The results of this work provide new fundamental insights into how the geometric traits of red blood cells are determined. Scientists proposed in the 1960s that the tiny dimensions of small blood vessels or capillaries (approximately 4 micrometers in inner diameter) defined the size and shape as well as the surface area to volume relationship of red cells. The new study reveals that these characteristics of red cells are instead determined by the interendothelial slits.

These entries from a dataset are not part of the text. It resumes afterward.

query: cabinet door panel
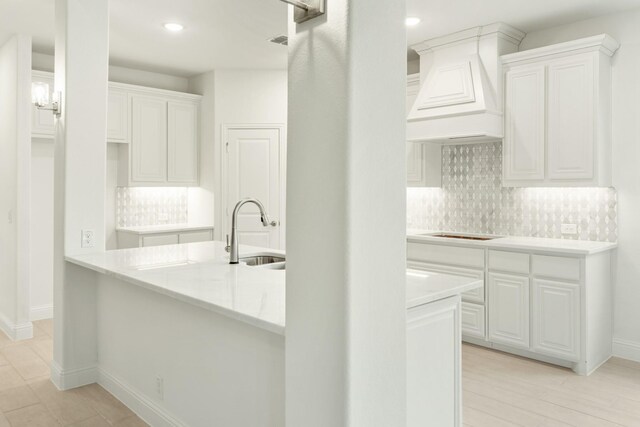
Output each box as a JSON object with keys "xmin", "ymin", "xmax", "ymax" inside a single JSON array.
[
  {"xmin": 489, "ymin": 273, "xmax": 529, "ymax": 348},
  {"xmin": 167, "ymin": 101, "xmax": 198, "ymax": 184},
  {"xmin": 547, "ymin": 54, "xmax": 595, "ymax": 180},
  {"xmin": 107, "ymin": 89, "xmax": 129, "ymax": 143},
  {"xmin": 130, "ymin": 96, "xmax": 167, "ymax": 183},
  {"xmin": 407, "ymin": 297, "xmax": 462, "ymax": 427},
  {"xmin": 503, "ymin": 65, "xmax": 545, "ymax": 181},
  {"xmin": 533, "ymin": 279, "xmax": 580, "ymax": 361}
]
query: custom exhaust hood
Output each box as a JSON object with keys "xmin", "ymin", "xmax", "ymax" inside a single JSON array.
[{"xmin": 407, "ymin": 23, "xmax": 525, "ymax": 144}]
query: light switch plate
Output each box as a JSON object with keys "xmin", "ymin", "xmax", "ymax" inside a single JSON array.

Study authors include former MIT postdocs Igor Pivkin, now at the University of Lugano in Switzerland, and Zhangli Peng, now at the University of Notre Dame; George Karniadakis from Brown University; and Pierre Buffet, from the National Institute for Blood Transfusion, Descartes University, Paris.
The research was funded by the National Institutes of Health (U01HL114476, R01HL121386), the Swiss Platform for Advanced Scientific Computing, the National Science Foundation (TG-MCB130124), the Singapore-MIT Alliance for Research and Technology (SMART) and the Department of Energy Collaboratory on Mathematics for Mesoscopic Modeling of Materials.